Germany can reduce spending in part by raising energy-efficiency efforts and reforming the power market to favor natural gas over more heavily polluting coal, Siemens Chief Executive Officer Peter Loescher said today.
“We want more environmental protection at less cost,” Loescher told reporters in Berlin. “A misguided energy policy may not immediately lead to a mass exodus of the German industry, but may result in a creeping loss of economic strength. And that can cost jobs.”

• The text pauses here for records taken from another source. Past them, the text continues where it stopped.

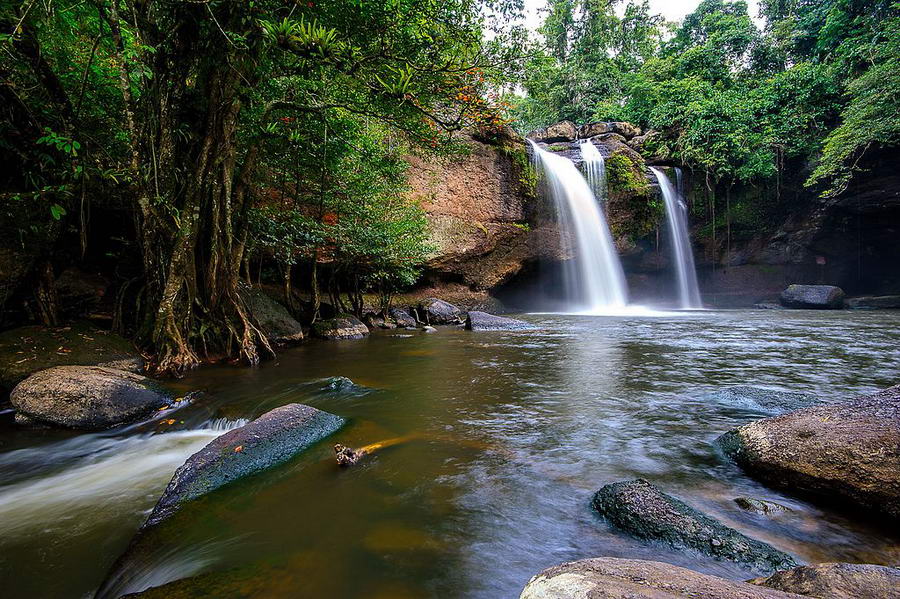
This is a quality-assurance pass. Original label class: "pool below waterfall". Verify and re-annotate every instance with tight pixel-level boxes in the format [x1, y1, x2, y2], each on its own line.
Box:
[0, 310, 900, 599]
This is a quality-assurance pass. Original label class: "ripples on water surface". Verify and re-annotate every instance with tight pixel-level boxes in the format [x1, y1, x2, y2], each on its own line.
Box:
[0, 311, 900, 599]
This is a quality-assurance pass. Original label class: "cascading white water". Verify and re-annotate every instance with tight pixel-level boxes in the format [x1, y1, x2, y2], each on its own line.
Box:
[650, 167, 703, 310]
[581, 139, 606, 203]
[529, 140, 628, 314]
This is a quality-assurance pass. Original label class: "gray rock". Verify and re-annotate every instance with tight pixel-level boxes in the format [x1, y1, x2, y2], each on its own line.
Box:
[0, 323, 144, 391]
[750, 563, 900, 599]
[466, 311, 534, 331]
[312, 315, 369, 339]
[388, 308, 416, 327]
[699, 385, 820, 415]
[847, 295, 900, 310]
[717, 385, 900, 518]
[593, 479, 797, 572]
[244, 289, 303, 345]
[578, 122, 615, 139]
[10, 366, 170, 430]
[779, 285, 844, 310]
[734, 497, 793, 516]
[418, 297, 462, 325]
[143, 404, 344, 528]
[519, 557, 802, 599]
[528, 121, 578, 144]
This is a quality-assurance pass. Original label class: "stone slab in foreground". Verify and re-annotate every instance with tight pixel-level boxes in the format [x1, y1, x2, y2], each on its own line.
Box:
[9, 366, 170, 430]
[718, 385, 900, 519]
[466, 311, 534, 331]
[144, 404, 344, 528]
[519, 557, 803, 599]
[750, 563, 900, 599]
[593, 479, 797, 572]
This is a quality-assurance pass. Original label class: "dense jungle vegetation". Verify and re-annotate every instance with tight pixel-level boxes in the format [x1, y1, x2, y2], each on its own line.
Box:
[0, 0, 900, 373]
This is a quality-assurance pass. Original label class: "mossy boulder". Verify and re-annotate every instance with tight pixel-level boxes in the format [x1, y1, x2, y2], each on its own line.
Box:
[519, 557, 802, 599]
[312, 314, 369, 339]
[0, 323, 144, 391]
[717, 385, 900, 519]
[244, 289, 303, 345]
[593, 479, 797, 572]
[144, 404, 344, 528]
[9, 366, 171, 430]
[750, 563, 900, 599]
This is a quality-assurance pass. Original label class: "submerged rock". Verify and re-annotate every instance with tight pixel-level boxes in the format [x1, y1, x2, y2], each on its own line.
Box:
[418, 297, 462, 325]
[718, 385, 900, 518]
[0, 324, 144, 391]
[144, 404, 344, 528]
[466, 311, 534, 331]
[388, 308, 416, 327]
[244, 289, 303, 345]
[779, 285, 844, 310]
[593, 479, 797, 572]
[749, 563, 900, 599]
[313, 315, 369, 339]
[699, 385, 820, 414]
[734, 497, 791, 516]
[10, 366, 170, 430]
[519, 557, 802, 599]
[847, 295, 900, 310]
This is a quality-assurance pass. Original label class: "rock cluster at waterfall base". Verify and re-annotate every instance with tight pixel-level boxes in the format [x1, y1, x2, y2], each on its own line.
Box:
[144, 404, 344, 528]
[779, 285, 844, 310]
[592, 479, 797, 572]
[466, 310, 534, 331]
[519, 557, 802, 599]
[10, 366, 171, 430]
[718, 385, 900, 518]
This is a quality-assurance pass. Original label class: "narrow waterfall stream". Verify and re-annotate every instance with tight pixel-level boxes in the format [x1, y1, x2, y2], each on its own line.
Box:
[581, 139, 607, 204]
[530, 142, 628, 314]
[650, 167, 703, 310]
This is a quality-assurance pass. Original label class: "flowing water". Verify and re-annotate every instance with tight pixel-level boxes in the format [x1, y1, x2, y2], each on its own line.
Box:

German Chancellor Angela Merkel is attempting to lead the biggest transition to renewables of any developed country in history, seeking to more than triple the share of renewable power by 2050 to 80 percent of the nation’s consumption. Even so, Germany’s carbon-dioxide emissions rose 2 percent last year as more coal was burned to generate power, the Environment Ministry said in February.
Excessive subsidies for solar power, paid for through surcharges, are weighing on consumer electricity bills, and German greenhouse-gas emissions are rising as the current regulatory and economic environment leads to dirtier coal-fired power stations replacing gas units, Loescher said.
Germany should overhaul its clean-energy subsidy system, and rely on natural-gas plants as well as offshore wind farms to produce “reliable” electricity and reduce costs, he said.